Calcula que la Comunidad de Madrid entregará al Ayuntamiento 300 millones de euros en concepto de indemnización por
la privatización del Canal, en virtud del convenio sobre distribución de aguas que mantienen ambos organismos. Hasta nueva noticia esta cuenta es pura especulación porque
la Confederación Hidrográfica del Tajo cuestiona la legalidad de la liberalización de parte del patrimonio de la empresa regional, y el Canal no muestra nuevas cartas con respecto al proceso privatizador.
Inmutable
El primer edil ha contado con otros 190 millones del
traspaso del 51 por ciento de Mercamadrid a la empresa municipal Madrid Espacios y Congresos. La propietaria del otro 49 por ciento, la empresa estatal Mercasa, está tratando de sacar réditos de la operación, explicando que quizás no sea legal esta maniobra (salvo que le den
más poder de decisión en la Junta Directiva). Ruiz-Gallardón minimizaba este jueves la amenaza de Mercasa de impedir la venta de acciones, ya que, sin su beneplácito, sí que tiene la posibilidad de ceder el usufructo de su parte.
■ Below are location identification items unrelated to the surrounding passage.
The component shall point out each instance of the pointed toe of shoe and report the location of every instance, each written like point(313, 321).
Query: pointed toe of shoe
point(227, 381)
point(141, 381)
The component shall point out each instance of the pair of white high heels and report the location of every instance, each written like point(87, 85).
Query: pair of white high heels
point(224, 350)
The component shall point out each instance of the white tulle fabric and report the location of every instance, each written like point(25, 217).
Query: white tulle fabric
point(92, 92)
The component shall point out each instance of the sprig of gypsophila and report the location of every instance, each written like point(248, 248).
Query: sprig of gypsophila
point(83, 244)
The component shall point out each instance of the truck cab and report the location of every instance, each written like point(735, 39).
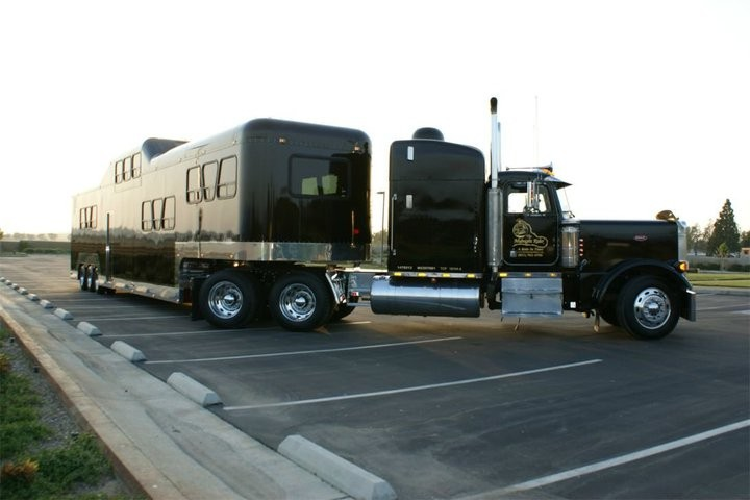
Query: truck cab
point(460, 242)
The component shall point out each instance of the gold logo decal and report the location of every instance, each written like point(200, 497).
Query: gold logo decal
point(526, 242)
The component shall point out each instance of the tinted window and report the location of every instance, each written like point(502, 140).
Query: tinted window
point(319, 176)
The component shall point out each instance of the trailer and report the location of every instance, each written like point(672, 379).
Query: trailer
point(275, 214)
point(262, 216)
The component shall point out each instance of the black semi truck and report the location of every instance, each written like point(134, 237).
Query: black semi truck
point(271, 214)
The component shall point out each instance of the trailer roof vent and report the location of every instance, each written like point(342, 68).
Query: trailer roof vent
point(429, 133)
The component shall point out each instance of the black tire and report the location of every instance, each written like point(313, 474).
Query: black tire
point(229, 299)
point(91, 280)
point(608, 312)
point(83, 278)
point(300, 301)
point(341, 313)
point(647, 308)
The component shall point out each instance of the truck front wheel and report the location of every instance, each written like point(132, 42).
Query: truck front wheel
point(300, 301)
point(229, 299)
point(647, 308)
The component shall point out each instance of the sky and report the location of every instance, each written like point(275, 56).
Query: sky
point(641, 105)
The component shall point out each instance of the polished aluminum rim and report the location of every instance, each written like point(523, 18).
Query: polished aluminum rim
point(225, 300)
point(652, 308)
point(297, 302)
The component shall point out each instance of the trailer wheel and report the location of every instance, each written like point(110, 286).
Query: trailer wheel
point(92, 276)
point(229, 299)
point(647, 308)
point(83, 281)
point(608, 312)
point(300, 301)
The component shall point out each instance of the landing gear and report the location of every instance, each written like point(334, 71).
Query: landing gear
point(88, 277)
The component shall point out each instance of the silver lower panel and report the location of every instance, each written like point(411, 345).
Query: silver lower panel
point(421, 298)
point(532, 297)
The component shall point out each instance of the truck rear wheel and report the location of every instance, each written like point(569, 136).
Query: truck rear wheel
point(229, 299)
point(647, 308)
point(300, 301)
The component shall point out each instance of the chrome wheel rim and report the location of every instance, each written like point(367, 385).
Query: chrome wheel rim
point(652, 308)
point(297, 302)
point(225, 300)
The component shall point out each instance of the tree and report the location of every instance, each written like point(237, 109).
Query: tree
point(725, 231)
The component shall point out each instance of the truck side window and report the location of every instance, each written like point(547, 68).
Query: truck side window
point(524, 200)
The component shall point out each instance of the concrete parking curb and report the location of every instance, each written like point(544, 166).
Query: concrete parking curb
point(88, 329)
point(335, 470)
point(192, 389)
point(164, 445)
point(127, 352)
point(63, 314)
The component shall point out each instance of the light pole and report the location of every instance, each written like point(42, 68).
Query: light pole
point(382, 228)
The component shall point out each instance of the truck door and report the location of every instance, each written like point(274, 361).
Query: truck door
point(530, 225)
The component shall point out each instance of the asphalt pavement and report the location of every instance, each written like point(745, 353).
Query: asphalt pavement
point(163, 442)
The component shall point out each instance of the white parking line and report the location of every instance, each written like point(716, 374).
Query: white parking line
point(623, 459)
point(295, 353)
point(415, 388)
point(138, 318)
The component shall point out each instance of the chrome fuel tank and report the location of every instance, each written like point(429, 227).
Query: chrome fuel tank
point(457, 299)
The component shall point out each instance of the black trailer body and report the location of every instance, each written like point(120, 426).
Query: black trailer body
point(253, 204)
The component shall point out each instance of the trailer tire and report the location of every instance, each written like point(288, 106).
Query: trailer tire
point(83, 281)
point(92, 277)
point(229, 299)
point(647, 308)
point(608, 312)
point(300, 301)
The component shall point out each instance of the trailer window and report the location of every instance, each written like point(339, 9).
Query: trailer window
point(193, 185)
point(87, 217)
point(118, 171)
point(136, 165)
point(158, 214)
point(319, 176)
point(209, 180)
point(147, 216)
point(227, 186)
point(127, 168)
point(168, 213)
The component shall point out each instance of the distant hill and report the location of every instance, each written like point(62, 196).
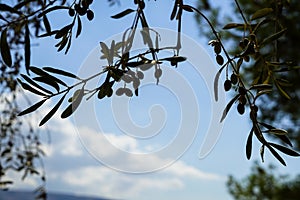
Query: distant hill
point(24, 195)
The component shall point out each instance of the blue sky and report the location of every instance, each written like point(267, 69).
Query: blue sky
point(72, 168)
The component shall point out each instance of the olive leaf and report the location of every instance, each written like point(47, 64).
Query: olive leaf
point(261, 13)
point(216, 82)
point(35, 84)
point(27, 50)
point(228, 106)
point(79, 26)
point(5, 49)
point(123, 13)
point(285, 150)
point(32, 108)
point(276, 155)
point(249, 144)
point(60, 72)
point(233, 25)
point(52, 111)
point(74, 105)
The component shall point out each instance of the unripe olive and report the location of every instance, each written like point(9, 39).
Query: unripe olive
point(233, 79)
point(242, 90)
point(71, 12)
point(227, 85)
point(90, 15)
point(241, 108)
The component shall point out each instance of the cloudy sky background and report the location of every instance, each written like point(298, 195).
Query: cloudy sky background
point(71, 168)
Tampoco reciben respuesta sobre
la subrogación de la M-30, permitida inicialmente por Zapatero, aunque ya ha pasado el plazo. Parece ser que las condiciones que ha puesto sobre la mesa el Gobierno central son inasumibles para el municipal. En todo caso, el delegado de Hacienda, Juan Bravo, ya anunció que el Consistorio había guardado en el apartado presupuestario de créditos globales los 100 millones de euros que podía ahorrarse el municipio por la operación en materia de impuestos, por si finalmente no prosperaba.
El alcalde ni siquiera se inmuta cuando le preguntan qué le parece que
más de la mitad de los contratos irregulares detectados por la Cámara de Cuentas se produzcan en Madrid. "Más de la mitad de los contratos también se suscriben en la ciudad, así que es normal. De todas formas, varios informes han probado ya la transparencia en la gestión del Ayuntamiento de Madrid".